El tipo de cambio, la inflación y como la gente es más inteligente que el burócrata.

 Es ya muy conocido por todos que el tipo de cambio se ha ido utilizando desde hace un par de años como una de las principales herramientas para el control de la inflación. En pocas líneas el mecanismo funciona así: se aprecia el boliviano (es decir, se vuelve más caro con respecto a otras monedas, en nuestro caso, el dólar) lo que implica que por cada dólar que entre en la economía habrá que inyectar cada vez menos bolivianos al mercado, lo que repercute en el poder de compra de los hogares y en consecuencia controla la subida de precios por efecto de la demanda. La idea es que como se limita el poder de compra de los dólares los precios de la economía no se van a disparar y por lo tanto se controla la inflación.

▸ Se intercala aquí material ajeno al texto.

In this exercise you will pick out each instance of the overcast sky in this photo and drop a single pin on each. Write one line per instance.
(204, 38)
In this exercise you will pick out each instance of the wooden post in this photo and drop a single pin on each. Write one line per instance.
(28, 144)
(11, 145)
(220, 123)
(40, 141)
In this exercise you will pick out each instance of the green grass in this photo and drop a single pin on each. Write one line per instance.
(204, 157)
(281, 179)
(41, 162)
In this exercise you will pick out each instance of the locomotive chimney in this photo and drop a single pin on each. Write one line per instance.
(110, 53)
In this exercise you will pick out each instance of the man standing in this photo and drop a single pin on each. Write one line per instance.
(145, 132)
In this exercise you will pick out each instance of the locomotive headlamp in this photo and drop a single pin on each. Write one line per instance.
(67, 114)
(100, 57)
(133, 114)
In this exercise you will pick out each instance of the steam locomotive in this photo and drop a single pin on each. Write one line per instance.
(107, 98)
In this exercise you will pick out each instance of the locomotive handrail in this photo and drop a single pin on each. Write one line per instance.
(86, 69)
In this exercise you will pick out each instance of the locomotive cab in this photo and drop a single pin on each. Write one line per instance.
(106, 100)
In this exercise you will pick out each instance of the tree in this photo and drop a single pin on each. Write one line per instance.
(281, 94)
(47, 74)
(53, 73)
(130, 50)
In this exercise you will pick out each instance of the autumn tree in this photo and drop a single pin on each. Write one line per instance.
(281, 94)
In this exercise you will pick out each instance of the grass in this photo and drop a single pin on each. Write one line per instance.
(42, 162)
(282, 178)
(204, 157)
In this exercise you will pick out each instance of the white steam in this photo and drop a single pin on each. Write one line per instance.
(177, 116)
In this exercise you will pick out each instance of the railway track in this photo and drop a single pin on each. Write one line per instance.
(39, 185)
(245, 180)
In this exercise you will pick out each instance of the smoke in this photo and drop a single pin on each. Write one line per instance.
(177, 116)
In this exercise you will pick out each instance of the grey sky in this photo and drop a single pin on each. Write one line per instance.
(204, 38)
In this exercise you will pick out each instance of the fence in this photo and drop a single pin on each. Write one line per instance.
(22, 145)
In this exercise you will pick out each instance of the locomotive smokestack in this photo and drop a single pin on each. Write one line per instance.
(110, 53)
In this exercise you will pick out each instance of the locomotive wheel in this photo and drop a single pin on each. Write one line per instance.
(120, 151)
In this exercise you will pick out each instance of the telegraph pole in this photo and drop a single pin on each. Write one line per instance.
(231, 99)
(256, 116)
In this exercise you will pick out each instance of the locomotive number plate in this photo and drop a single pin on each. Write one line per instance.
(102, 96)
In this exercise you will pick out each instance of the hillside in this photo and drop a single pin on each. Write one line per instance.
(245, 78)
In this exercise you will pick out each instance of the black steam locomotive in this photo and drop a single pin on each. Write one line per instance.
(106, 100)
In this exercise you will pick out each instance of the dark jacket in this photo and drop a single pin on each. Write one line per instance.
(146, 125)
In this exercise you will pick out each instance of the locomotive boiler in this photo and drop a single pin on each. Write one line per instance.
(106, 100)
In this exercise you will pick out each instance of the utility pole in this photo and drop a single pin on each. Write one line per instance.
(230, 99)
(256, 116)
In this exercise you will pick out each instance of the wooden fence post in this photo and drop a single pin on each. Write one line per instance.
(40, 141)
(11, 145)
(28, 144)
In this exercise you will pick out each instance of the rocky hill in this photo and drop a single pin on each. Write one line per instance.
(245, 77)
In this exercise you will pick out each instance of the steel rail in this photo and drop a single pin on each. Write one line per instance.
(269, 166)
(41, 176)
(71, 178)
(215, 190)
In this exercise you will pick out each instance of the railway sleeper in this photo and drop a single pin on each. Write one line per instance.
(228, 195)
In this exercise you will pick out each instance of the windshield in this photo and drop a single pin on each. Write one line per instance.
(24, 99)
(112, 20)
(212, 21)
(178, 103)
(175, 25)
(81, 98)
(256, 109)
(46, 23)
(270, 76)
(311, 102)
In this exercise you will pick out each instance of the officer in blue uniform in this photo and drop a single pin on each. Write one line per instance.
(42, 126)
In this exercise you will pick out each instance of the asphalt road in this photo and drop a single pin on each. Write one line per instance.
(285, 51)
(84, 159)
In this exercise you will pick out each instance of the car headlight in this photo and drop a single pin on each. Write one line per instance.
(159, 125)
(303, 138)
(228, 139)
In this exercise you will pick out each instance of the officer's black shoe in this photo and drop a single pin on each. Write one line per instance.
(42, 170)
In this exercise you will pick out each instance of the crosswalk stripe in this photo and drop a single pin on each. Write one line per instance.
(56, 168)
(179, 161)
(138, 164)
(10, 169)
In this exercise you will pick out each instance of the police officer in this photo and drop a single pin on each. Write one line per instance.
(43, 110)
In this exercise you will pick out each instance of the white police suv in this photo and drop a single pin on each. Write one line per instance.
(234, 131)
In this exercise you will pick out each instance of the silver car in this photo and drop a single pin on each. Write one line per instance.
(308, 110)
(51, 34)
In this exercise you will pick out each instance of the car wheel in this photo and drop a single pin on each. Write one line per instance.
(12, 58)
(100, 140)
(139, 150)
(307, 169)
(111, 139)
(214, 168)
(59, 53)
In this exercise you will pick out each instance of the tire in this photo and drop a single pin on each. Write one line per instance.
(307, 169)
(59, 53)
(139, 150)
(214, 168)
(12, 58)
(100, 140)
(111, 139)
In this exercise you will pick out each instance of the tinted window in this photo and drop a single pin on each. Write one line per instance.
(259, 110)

Sin embargo, detrás de este razonamiento simple hay un tecnicismo que vale la pena mencionar: esto solo funciona si la inflación subyacente es cualitativamente diferente de la inflación global. En otras palabras, solo funciona si la inflación de los rubros más volátiles (tradicionalmente alimentos y energía) es significativamente diferente de la inflación tomando en cuenta todos los rubros de la canasta de consumo. Sin embargo, según los datos del INE, esto no se ha venido dando así, de hecho, la energía es uno de los rubros menos inflacionarios (recuerde usted que hay subsidios y controles de tarifas).
Así que aquí entra un segundo tecnicismo: la consistencia intertemporal, o en otras palabras, que el anterior argumento sea valido aun cuando los agentes de la economía (las empresas, usted y yo básicamente) se hayan percatado del cambio en las condiciones y sigan actuando como se espera que actúen (o en otras palabras, que limiten su consumo). Pues bien, ante esos dos conceptos cabe hacer una breve evaluación de lo que ha venido siendo la política cambiaria en Bolivia bajo dos premisas básicas i) ¿es efectiva? (es decir, ¿modifican el contexto en la dirección deseada?) y ii) ¿es eficiente? (ósea, ¿los beneficios superan a los costos?).
La respuesta a la primera pregunta es un rotundo no, sobretodo porque este tipo de políticas es inconsistente en el tiempo. Me explico, al revaluar la moneda boliviana las monedas extranjeras se tornan más baratas y por lo tanto, también sus productos, por lo que a medida que se encarece el boliviano, los hogares mantienen su consumo a través de la sustitución del consumo de bienes nacionales por importaciones generando lo que se llama “inflación importada”.  Fenómeno al que, si le sumamos, los problemas de productividad de nuestra economía, hace que ante una revaluación como la que se ha dado en Bolivia, hasta la papa se torne atractiva para la importación.
En este sentido la evaluación del costo-beneficio (nuestra segunda pregunta) también arroja una respuesta negativa, básicamente porque se ha controlado la inflación a costa de la competitividad de nuestra producción no tradicional, que si bien no depende pura y exclusivamente del tipo de cambio, en el estado de desarrollo que se encuentra la industria nacional, tiene un impacto importante.
Llegamos entonces al punto donde se explica cómo los individuos son siempre más inteligentes que el burócrata que diseña estas políticas. Los agentes de la economía obtenemos utilidad a través del consumo, así que toda medida destinada a reducirlo se encontrara con respuestas racionales de los mismos, destinas a reducir el efecto de las políticas económicas sobre el consumo propio. En este sentido, lo que en números y en la teoría resultaba como una de las formas más eficientes para reducir la inflación se ha convertido en el último año en uno de los principales motivos para que la inflación siga por encima del 4%, con un agravante más: en el proceso estamos reduciendo la competitividad de nuestros productos y aumentando la dependencia de las importaciones. La pregunta ahora es: ¿qué tan inteligente es el burócrata para percibir esta realidad?